The first step in the design of any turbine is to identify the required specific speed regime of the turbine. This will dictate the meridional shape and hence the general flow direction through the machine. For example, a low specific speed turbine is likely to be a radial inflow type, whereas a high specific speed one is likely to be of mixed or axial flow type.
From the required specific speed, we can identify the main flow phenomena and loss mechanisms dominant in that particular range. For example, as the NsDs turbine chart in Figure 1 shows, leakage and secondary flow effects are more dominant in the lower ranges, whereas shocks and profile losses take priority in the higher ranges.

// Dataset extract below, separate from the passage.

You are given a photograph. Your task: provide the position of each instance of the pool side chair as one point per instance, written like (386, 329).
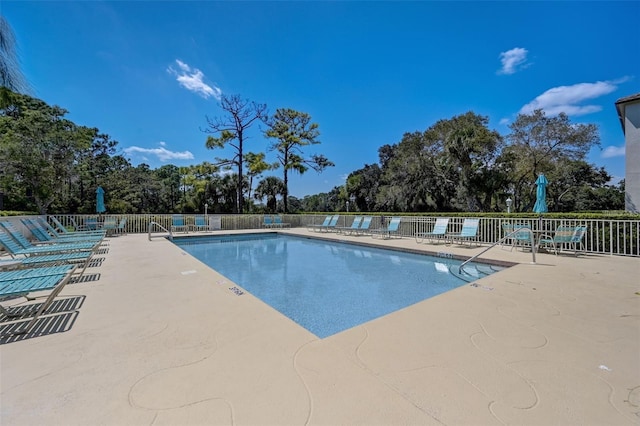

Figure 1: NsDs turbine chart 
In fact, with inverse design, it is possible to come up with a set of optimal design guidelines based on these fluid dynamic considerations of reducing the dominant flow losses for your turbine. However, when it comes to high-speed turbines, there is usually a trade-off between the aerodynamic and structural aspects of the rotor, and this brings us to our problem statement.
The design of high-speed low pressure axial turbines, such as those used in aero-engine last stages, is a complex multidisciplinary problem because the higher rotational speed has conflicting effects on the turbine:
- It does bring efficiency benefits and a reduced number of stages and hence the turbine weight and the overall dimensions
- But it increases the average isentropic Mach number which could create shock losses and it also leads to high stresses in the last stage rotor blade
Hence, the design of such turbines has to find the right balance between aerodynamic performance and mechanical integrity. This is why traditional methods often involve multiple iterations between CFD and FEA runs in order to ensure that the appropriate trade-off is achieved, which consumes a lot of computational time and resources. So the question is whether it is possible to come up with a rapid optimization methodology focused at suppressing the dominant loss mechanisms but without adversely impacting the stresses in your axial turbine, and this is what we aim to explore through this work.
Figure 2 shows the specifications and meridional shape of the last stage of a high-speed low-pressure axial turbine which has previously been studied both numerically and experimentally . Interestingly, due to the high rotational speed, the last stage rotor blade was seen to suffer from elevated Mach number levels and stresses. Therefore, in this article based on one of ADT’s technical papers that was presented at the ASME Turbo Expo 2023 , the last stage rotor blade is redesigned keeping the stator blade same as before.
Figure 2: Specifications and meridional shape of the last stage stator and rotor 
3D Blade Design of Rotor
Figure 3 presents the setup for the baseline axial turbine rotor in our 3D inverse design software TURBOdesign1, where the meridional design, thickness and the spanwise swirl (rVt*) distribution are extracted from the CFD results of the original turbine and can directly be used as design inputs.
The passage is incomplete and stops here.